Pytorch Implementation of ViTGaL (Patch Embedding as Local Features: Unifying Deep Local and Global Features Via Vision Transformer for Image Retrieval)
- PyTorch
- python3
We use pydegensac https://github.com/ducha-aiki/pydegensac for reranking, but unfortunately, the seed is not fixed, so you got different results at different running. To solve this, we fix all the seeds to 0 (see new code in the pydegensac folder). You can build it by the following command:
cd pydegensac
python3 ./setup.py install
Or choose to install pydegensac with pip install (the result will different minor from those report in the paper)
Dataset:
- Download GLD2-clean dataset from https://www.kaggle.com/competitions/landmark-retrieval-2021
- Create train-test split. The ouput will be two txt file containing images path and their label for training and evaluation
python create_train_split.py --data_path path_to_gldv2clean
Training a ViTGaL model:
- Download pretrained weight on ImageNet from https://dl.fbaipublicfiles.com/xcit/xcit_small_12_p16_224.pth (for S12P16) and https://dl.fbaipublicfiles.com/xcit/xcit_small_24_p16_224.pth (for S24P16)
- Training ViTGaL
python -m torch.distributed.launch --nproc_per_node=2 --use_env main.py --model xcit_retrievalv2_small_12_p16 --batch-size 64 --output_dir model_checkpoint/xcit_retrievalv2_small_12_p16 --epochs 40 --train_split train_split.txt --val_split test_split.txt
- Training Autoencoder
python -m torch.distributed.launch --nproc_per_node=2 --use_env main_reduction_ae.py --model_backbone xcit_retrievalv2_small_12_p16 --model xcit_retrievalv2_reduction_ae --batch-size 64 --output_dir model_checkpoint/xcit_retrievalv2_small_12_p16_reduction_ae --pretrained_backbone path_to_pretrained_vitgal --epochs 30 --train_split train_split.txt --val_split test_split.txt
-XCiT-S12/16-ViTGaL+AutoEncoder(Download weight from https://drive.google.com/file/d/1IiNwn9HBkL4hHbOfJhxVQf8Plp5ET58m/view?usp=sharing and put it in model_checkpoint/xcit_retrievalv2_small_12_p16_reduction_ae)

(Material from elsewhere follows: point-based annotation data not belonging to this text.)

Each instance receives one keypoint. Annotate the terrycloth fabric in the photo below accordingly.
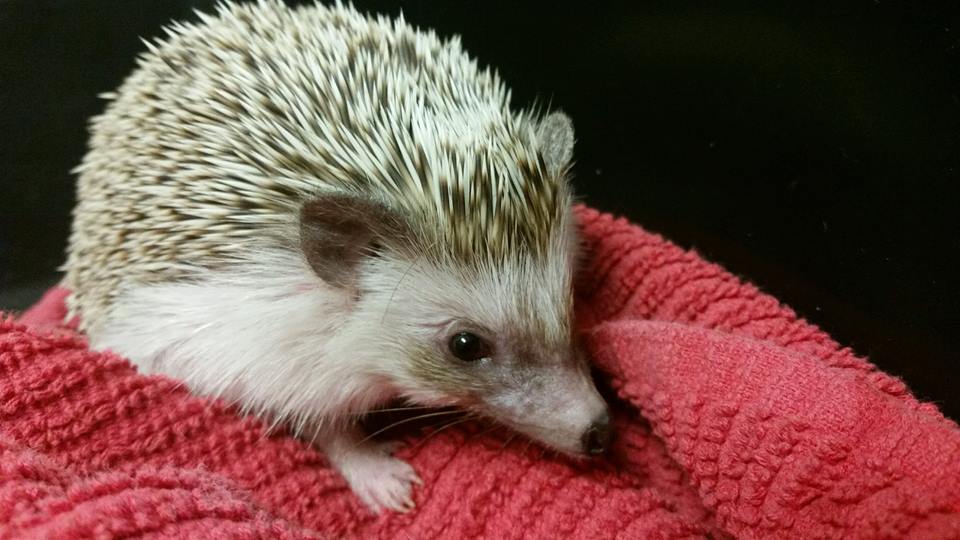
(734, 418)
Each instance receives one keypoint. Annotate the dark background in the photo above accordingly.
(814, 150)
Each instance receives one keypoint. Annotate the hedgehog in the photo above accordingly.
(310, 213)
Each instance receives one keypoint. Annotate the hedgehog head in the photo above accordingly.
(476, 303)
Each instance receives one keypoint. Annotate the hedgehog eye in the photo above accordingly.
(469, 347)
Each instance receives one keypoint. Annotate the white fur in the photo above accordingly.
(268, 335)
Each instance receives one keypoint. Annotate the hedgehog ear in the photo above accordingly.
(555, 138)
(338, 231)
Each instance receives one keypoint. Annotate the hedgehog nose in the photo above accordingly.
(596, 440)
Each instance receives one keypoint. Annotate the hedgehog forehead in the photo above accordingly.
(522, 299)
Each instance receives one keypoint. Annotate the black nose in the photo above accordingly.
(596, 440)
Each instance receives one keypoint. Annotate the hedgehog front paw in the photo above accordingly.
(380, 480)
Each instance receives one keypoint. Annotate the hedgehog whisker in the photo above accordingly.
(407, 420)
(395, 409)
(445, 426)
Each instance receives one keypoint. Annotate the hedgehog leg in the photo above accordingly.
(380, 480)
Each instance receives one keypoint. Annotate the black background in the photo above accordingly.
(811, 149)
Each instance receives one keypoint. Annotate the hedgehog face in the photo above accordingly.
(485, 324)
(494, 338)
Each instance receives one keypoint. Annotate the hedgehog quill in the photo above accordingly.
(309, 212)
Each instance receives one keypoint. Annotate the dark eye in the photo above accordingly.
(468, 347)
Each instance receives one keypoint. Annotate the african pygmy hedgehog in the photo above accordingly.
(308, 212)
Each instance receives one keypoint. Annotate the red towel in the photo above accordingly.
(735, 419)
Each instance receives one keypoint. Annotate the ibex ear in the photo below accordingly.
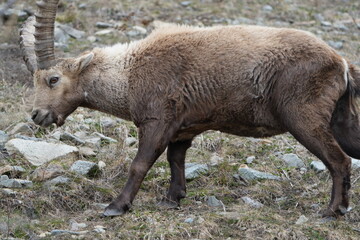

-XCiT-S24/16-ViTGaL+AutoEncoder(Download weight from https://drive.google.com/file/d/1BflEX7BhVybi-Ioz2TFE36m5y7SXYdjg/view?usp=sharing and put it in model_checkpoint/xcit_retrievalv2_small_24_p16_reduction_ae)

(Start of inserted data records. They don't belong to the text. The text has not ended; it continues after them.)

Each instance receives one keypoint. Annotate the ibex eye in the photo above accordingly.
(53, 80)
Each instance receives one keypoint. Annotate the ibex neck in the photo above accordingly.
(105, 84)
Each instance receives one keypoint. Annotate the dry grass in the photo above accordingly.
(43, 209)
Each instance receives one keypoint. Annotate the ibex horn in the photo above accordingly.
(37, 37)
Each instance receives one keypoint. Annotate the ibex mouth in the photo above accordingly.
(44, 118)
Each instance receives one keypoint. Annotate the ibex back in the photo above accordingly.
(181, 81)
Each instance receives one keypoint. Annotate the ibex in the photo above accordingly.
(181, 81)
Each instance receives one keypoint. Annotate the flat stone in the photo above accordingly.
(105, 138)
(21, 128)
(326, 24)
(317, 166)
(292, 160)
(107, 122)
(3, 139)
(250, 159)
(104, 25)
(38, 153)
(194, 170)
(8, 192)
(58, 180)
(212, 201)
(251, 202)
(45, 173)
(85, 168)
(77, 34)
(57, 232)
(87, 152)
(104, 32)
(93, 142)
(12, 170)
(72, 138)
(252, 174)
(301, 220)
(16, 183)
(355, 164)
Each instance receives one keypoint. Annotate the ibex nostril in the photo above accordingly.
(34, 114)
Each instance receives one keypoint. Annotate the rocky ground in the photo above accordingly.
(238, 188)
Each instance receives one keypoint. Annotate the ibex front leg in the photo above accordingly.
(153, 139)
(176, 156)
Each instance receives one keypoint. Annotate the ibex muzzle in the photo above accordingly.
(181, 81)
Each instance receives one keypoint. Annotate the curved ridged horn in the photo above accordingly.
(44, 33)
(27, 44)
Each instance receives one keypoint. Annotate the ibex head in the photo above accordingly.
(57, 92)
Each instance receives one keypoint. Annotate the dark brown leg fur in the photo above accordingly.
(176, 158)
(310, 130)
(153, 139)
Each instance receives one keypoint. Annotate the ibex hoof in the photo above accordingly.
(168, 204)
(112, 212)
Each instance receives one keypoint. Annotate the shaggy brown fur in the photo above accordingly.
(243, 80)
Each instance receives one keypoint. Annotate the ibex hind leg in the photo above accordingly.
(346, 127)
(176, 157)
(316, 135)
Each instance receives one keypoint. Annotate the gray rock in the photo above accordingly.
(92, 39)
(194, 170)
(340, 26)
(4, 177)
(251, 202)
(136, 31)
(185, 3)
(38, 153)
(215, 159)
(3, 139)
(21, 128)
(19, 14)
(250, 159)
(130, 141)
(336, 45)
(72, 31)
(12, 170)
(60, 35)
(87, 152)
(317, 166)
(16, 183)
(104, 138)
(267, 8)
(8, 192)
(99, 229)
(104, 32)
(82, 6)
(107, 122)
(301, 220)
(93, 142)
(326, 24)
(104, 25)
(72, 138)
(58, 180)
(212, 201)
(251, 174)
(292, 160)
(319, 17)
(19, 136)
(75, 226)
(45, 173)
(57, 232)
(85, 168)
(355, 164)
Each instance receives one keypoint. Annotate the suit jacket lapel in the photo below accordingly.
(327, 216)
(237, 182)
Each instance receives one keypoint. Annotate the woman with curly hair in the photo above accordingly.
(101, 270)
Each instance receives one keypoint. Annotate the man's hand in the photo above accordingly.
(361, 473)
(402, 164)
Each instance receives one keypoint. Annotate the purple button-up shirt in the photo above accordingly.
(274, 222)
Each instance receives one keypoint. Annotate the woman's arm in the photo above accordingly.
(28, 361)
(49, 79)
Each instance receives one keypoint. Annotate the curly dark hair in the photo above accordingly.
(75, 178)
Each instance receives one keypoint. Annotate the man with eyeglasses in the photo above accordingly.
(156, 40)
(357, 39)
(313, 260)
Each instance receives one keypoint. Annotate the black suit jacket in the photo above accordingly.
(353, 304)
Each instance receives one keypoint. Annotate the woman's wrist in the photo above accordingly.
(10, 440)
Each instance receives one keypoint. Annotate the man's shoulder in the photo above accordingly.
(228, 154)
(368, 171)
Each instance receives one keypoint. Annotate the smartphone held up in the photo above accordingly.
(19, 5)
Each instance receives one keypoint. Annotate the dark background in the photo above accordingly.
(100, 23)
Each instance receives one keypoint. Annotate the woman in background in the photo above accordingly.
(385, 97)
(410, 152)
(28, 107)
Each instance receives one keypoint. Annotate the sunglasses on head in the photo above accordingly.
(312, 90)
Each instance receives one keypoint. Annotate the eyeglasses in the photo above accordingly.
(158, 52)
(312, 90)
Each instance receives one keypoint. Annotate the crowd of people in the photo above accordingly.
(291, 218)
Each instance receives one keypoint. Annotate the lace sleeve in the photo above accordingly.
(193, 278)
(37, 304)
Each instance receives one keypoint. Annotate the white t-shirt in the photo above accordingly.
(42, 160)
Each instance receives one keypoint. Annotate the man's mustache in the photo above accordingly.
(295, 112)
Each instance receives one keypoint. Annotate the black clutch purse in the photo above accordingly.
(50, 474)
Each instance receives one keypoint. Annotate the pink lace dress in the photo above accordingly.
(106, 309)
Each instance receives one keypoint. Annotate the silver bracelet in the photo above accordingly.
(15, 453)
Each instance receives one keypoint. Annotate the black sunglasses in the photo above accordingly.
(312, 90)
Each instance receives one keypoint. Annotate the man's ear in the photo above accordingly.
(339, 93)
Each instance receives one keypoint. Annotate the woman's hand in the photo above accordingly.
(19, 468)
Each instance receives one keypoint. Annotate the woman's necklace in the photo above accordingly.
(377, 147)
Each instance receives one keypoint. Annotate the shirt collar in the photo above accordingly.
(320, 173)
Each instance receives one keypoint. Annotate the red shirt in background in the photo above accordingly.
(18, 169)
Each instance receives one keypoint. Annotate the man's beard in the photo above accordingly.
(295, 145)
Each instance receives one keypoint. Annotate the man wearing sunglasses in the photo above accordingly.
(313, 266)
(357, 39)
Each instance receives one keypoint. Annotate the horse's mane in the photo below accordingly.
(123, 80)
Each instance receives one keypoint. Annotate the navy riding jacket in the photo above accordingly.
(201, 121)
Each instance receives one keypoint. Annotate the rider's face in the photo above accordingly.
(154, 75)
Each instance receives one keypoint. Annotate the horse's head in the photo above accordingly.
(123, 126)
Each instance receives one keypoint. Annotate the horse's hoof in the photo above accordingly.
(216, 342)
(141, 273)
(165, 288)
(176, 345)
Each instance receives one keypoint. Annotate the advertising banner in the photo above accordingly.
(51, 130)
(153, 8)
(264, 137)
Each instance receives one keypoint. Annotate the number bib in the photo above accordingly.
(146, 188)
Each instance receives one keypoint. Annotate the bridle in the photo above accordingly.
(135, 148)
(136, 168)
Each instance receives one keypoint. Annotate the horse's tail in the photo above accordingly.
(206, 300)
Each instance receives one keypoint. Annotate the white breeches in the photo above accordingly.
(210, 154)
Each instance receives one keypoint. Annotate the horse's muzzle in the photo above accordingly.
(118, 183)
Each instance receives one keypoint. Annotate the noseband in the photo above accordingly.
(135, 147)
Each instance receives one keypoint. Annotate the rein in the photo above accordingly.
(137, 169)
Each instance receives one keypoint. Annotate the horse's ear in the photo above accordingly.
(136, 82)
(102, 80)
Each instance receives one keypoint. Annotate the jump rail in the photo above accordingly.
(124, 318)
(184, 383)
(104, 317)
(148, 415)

- Follow instruction in https://github.com/filipradenovic/revisitop to download. Your folder will be as follow:
test_datasets
└── revisitop1m
└── jpg (folder of images)
└── .txt file
└── roxford5k
└── jpg (folder of images)
└── .pkl file
└──
└── rparis6k
└── jpg (folder of images)
└── .pkl file
- First, create the folder to save your global reranking results. After running the evaluation code, this path will contain the path to the top 100 reranking images for later local feature extraction (so you only need to extract local features from that path only instead of extracting for all images). The saved global ranking results folder will be as follow:
GlobalRank
└──rerank_path.txt (path to top 100 image of each querrym used to extract local feature)
└──global_rank.npy (global ranking result)

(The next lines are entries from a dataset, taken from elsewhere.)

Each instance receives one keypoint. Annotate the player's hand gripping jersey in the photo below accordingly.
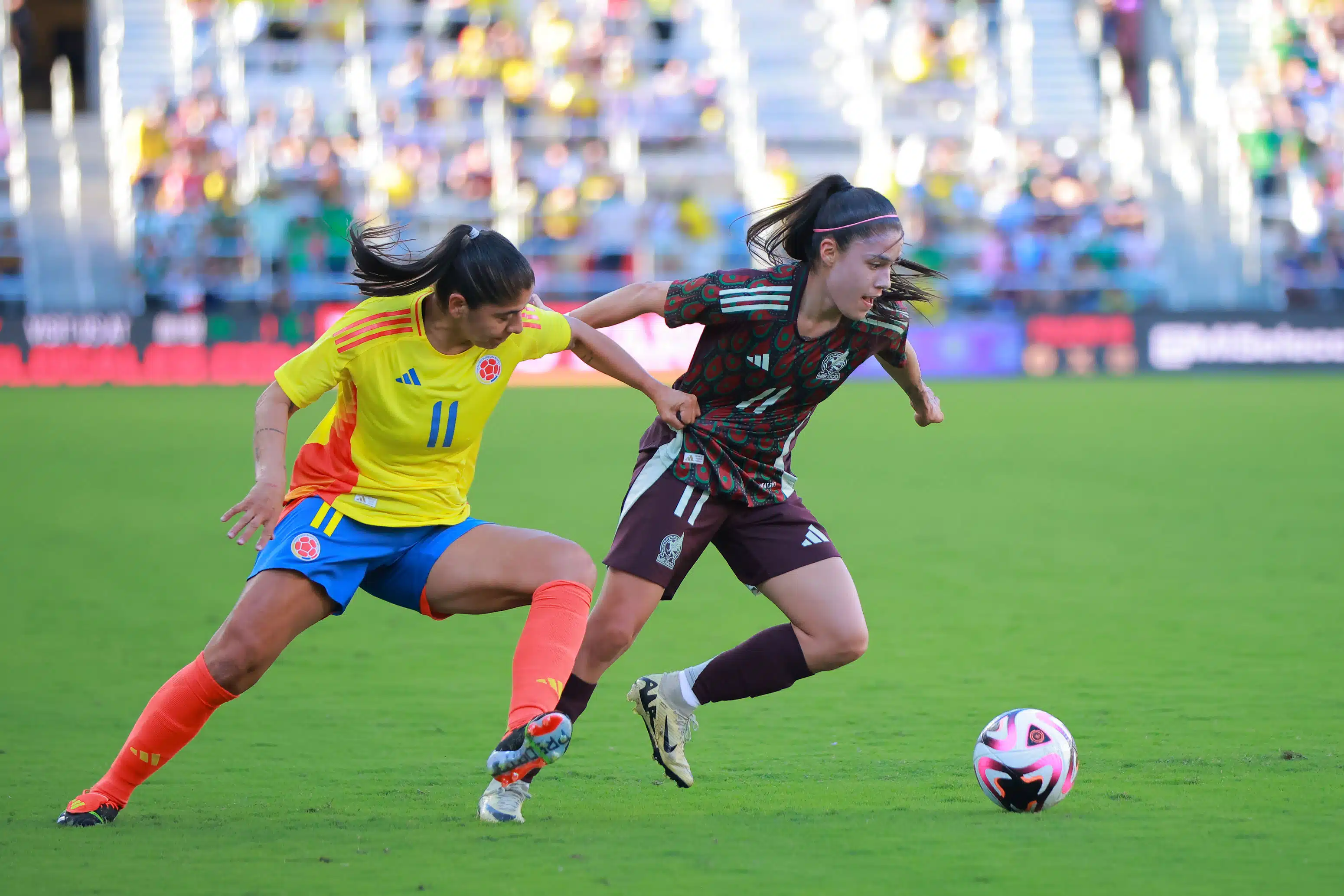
(757, 379)
(398, 448)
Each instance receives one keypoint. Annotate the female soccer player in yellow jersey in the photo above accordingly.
(378, 500)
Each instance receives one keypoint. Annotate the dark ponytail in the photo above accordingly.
(483, 265)
(835, 203)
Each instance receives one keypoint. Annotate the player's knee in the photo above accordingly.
(851, 645)
(608, 640)
(236, 660)
(843, 648)
(570, 562)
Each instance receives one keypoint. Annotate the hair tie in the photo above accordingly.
(827, 230)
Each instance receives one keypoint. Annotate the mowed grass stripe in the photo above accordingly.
(1154, 560)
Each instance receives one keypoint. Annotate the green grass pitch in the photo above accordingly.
(1156, 562)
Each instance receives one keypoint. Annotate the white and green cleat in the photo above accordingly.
(503, 802)
(669, 720)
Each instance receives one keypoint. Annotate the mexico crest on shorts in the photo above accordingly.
(306, 547)
(832, 366)
(670, 551)
(488, 368)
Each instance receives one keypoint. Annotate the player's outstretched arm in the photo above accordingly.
(601, 354)
(624, 304)
(261, 508)
(906, 374)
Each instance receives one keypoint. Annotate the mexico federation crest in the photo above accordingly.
(306, 547)
(832, 367)
(670, 551)
(488, 368)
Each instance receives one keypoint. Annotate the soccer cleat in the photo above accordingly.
(530, 747)
(503, 802)
(669, 727)
(89, 809)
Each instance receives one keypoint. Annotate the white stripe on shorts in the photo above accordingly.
(686, 496)
(649, 473)
(695, 512)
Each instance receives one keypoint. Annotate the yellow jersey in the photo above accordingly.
(400, 446)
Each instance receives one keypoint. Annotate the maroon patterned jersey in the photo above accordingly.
(757, 379)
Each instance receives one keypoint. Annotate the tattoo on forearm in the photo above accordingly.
(584, 352)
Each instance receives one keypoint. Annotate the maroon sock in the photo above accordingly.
(765, 663)
(574, 697)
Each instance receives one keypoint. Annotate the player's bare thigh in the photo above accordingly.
(621, 609)
(823, 605)
(498, 567)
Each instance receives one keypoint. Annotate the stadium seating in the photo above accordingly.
(1285, 111)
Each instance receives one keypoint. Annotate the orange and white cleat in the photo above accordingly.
(528, 747)
(89, 809)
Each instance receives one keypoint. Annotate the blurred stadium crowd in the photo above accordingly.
(600, 135)
(1289, 109)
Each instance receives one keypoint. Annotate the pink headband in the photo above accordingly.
(827, 230)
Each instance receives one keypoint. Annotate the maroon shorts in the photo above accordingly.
(666, 526)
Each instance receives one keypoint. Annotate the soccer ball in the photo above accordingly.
(1026, 761)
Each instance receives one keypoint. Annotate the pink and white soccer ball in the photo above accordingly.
(1026, 761)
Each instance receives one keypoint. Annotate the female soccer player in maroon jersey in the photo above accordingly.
(776, 344)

- Evaluate on Roxford5k using XCiT-S12/16-ViTGaL+AutoEncoder(similar for paris6k)
python eval_image_retrieval.py --r1m_path None --data_path ../test_datasets --dataset roxford5k --save_global_rank GlobalRank/global_rank.npy --do_reranking False --model xcit_retrievalv2_small_12_p16 --weight_path model_checkpoint/xcit_retrievalv2_small_12_p16_reduction_ae/checkpoint.pth
- Evaluate on Roxford5k+1M using XCiT-S12/16-ViTGaL+AutoEncoder(similar for Rparis6k+1M)
python eval_image_retrieval.py --r1m_path ../test_datasets/revisitop1m/jpg --data_path ../test_datasets --dataset roxford5k --save_global_rank GlobalRank/global_rank.npy --do_reranking False --model xcit_retrievalv2_small_12_p16 --weight_path model_checkpoint/xcit_retrievalv2_small_12_p16_reduction_ae/checkpoint.pth
- Extract local feature from global ranking result. Local feature will be stored in a folder with format below :
LocalFeaturePath
└──Descriptions
└── image_path.npy (npy file store local feature description, name is image path)
└──Locations
└──image_path.npy (npy file store local feature location, name is image path)
- Commandline for Roxford5k extraction using XCiT-S12/16-ViTGaL+AutoEncoder is as below (similar for other setting):
python extract_local_feature.py --image_folder ../test_datasets/roxford5k/jpg --list_extract_paths GlobalRank/rerank_path.txt --weight_path model_checkpoint/xcit_retrievalv2_small_12_p16_reduction_ae/checkpoint.pth --descriptor_output_dir LocalFeaturePath/Descriptions --location_output_dir LocalFeaturePath/Locations
With global retrieval result and local feature extraction. Reranking for each settings is as follow:
- Roxford5k using XCiT-S12/16-ViTGaL+AutoEncoder (similar for 4 other settings)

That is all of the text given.